恩田は、藩情の把握のため、藩士はもとより名主や農民に至るまで徹底した聞き取りを行う。直接伝えにくい情報は書面で通知させる。ここでも「嘘(虚偽の報告)は厳禁」である。聴取の結果、重税による農民の困窮と道徳的堕落、腐敗役人の跋扈(ばっこ)、藩士の文武両道に対する怠慢などが見えて来る。彼は次々に手を打つ。

(1)年貢の軽減と金納(2)荒廃地の再開発(3)悪徳役人の追放(4)賭博や遊芸の禁止(5)正直の奨励と文武の鍛錬による風儀の改善(6)神仏への信仰心の重視…。行財政改革と道徳心高揚は3年後には一応の成功を見た。恩田は役人の怠慢な行為などには厳格に処した家老として描かれている。だがそれは専制政治につきものの理不尽さとは大いに異なる。

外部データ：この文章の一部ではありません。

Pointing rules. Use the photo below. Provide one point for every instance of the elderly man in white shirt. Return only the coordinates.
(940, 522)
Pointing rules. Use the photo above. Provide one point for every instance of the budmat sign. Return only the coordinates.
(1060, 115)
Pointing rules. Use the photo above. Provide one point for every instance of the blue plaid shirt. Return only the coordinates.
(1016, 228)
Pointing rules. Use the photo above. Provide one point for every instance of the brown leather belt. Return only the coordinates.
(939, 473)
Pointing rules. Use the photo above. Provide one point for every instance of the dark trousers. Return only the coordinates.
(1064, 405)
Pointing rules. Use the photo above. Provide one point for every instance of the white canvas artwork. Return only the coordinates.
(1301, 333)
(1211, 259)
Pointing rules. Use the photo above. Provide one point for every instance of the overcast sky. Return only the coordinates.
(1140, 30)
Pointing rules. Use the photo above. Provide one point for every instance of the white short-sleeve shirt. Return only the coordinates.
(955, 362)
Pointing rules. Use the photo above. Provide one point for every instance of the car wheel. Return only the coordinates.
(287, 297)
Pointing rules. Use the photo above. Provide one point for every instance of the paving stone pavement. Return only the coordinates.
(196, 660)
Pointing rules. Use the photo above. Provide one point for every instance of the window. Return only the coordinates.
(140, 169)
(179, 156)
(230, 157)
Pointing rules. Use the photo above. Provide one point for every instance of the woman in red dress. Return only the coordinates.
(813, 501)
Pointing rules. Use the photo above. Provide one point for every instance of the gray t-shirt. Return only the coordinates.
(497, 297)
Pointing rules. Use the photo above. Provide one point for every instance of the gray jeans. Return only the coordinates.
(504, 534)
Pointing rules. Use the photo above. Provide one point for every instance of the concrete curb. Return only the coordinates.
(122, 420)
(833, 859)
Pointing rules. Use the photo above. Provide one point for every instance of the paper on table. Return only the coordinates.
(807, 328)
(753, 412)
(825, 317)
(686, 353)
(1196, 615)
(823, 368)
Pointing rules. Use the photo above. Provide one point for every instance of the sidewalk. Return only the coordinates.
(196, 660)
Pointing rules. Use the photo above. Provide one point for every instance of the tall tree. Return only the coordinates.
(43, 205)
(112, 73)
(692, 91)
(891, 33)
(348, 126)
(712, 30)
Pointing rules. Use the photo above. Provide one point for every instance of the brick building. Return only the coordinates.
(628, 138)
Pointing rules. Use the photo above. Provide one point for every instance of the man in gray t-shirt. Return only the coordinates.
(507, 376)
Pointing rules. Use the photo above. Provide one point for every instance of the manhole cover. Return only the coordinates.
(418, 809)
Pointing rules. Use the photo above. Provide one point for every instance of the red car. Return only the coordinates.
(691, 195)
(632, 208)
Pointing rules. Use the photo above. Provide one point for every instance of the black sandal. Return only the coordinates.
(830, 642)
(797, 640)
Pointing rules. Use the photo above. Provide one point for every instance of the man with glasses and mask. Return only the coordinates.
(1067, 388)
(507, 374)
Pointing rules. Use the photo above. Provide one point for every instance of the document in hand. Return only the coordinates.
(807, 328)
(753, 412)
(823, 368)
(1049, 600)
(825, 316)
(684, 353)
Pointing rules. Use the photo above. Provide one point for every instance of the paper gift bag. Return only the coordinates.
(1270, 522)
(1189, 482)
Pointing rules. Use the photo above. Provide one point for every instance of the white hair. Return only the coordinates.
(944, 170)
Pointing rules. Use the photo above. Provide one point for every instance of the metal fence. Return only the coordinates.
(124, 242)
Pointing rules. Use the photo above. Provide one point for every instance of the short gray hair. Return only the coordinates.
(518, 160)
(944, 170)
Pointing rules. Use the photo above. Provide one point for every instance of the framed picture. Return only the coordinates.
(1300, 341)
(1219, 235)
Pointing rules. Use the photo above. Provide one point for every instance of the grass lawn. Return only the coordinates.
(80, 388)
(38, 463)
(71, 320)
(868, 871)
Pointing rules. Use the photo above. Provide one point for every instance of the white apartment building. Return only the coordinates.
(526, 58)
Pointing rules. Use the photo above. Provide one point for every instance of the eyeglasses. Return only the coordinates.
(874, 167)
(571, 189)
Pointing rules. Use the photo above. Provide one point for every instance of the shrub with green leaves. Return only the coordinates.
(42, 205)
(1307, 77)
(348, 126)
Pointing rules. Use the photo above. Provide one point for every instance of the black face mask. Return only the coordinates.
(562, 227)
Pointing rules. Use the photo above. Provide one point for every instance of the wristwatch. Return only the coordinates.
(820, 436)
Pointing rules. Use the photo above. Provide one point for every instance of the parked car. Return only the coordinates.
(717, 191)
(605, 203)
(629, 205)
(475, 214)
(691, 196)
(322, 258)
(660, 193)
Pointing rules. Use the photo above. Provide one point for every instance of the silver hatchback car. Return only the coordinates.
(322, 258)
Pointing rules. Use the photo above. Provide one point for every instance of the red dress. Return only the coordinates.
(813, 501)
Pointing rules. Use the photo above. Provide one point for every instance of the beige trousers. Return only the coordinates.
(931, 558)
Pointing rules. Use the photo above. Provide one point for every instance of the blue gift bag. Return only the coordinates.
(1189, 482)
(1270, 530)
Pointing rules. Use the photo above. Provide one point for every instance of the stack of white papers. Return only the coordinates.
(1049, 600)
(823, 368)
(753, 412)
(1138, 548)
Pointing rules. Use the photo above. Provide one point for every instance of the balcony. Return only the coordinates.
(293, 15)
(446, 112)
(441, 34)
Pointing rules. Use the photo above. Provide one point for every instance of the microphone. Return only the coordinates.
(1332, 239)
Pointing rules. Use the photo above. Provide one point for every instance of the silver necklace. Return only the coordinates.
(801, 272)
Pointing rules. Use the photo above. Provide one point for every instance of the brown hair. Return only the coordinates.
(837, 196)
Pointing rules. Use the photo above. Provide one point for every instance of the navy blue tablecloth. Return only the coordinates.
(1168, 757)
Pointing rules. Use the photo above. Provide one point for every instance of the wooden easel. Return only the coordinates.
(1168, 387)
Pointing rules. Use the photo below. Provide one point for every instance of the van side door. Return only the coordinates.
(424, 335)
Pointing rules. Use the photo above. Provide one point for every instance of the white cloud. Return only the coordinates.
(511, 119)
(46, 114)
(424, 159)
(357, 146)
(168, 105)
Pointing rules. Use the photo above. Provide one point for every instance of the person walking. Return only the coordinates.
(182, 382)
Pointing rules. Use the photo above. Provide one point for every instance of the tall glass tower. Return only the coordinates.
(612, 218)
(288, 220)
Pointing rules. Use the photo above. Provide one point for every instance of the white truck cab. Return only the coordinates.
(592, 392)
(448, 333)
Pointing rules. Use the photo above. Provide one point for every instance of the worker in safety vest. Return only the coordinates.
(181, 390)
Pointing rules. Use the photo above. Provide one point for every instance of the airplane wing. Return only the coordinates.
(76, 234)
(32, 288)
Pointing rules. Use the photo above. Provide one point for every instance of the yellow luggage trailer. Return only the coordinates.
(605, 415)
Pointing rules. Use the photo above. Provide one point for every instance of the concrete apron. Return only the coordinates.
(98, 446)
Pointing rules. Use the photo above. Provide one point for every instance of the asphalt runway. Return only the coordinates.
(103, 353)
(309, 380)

「改革に際し自己をまず厳しく律しなければならない」とした恩田は、その禁欲的生活や激務から宝暦12年正月惜しまれて世を去った。享年46歳。

「日暮硯」を座右の書とした政財界の首脳や教育者・研究者は少なくない。本書は実践的な書物といえ、長年読み継がれてきた理由は文章が平易で物語としての構成も起伏に富んでいて巧みであることによろう。が、本書の主題が正直・信頼・合意・思いやり、そしてそれらを踏まえたうえでの成功という普遍的な性格をもった問題だという点が重要だろう。これらのテーマは時代の差異やイデオロギー・社会体制の相違を超えて通用し、どこにおいても求められる普遍的な価値に関わるものである。本書がざっと300年の歳月を越えて長い生命力を有している所以だろう。今日、政財界や有識者ら社会の指導的立場に立つ人々の倫理観の確立を望む声が各方面から聞こえてくる。自らを厳しく律してから他者に倫理を訴える指導者がどれだけいるかが問われるのだが、はたして恩田の精神を汲むことができる世の指導者はいるのであろうか?

参考文献:拙書「天、一切ヲ流ス 江戸期最大の寛保水害・西国大名による手伝い普請」、「徳川実紀」、「日暮硯」(岩波文庫)、「松代町史」、筑波大学附属図書館資料など。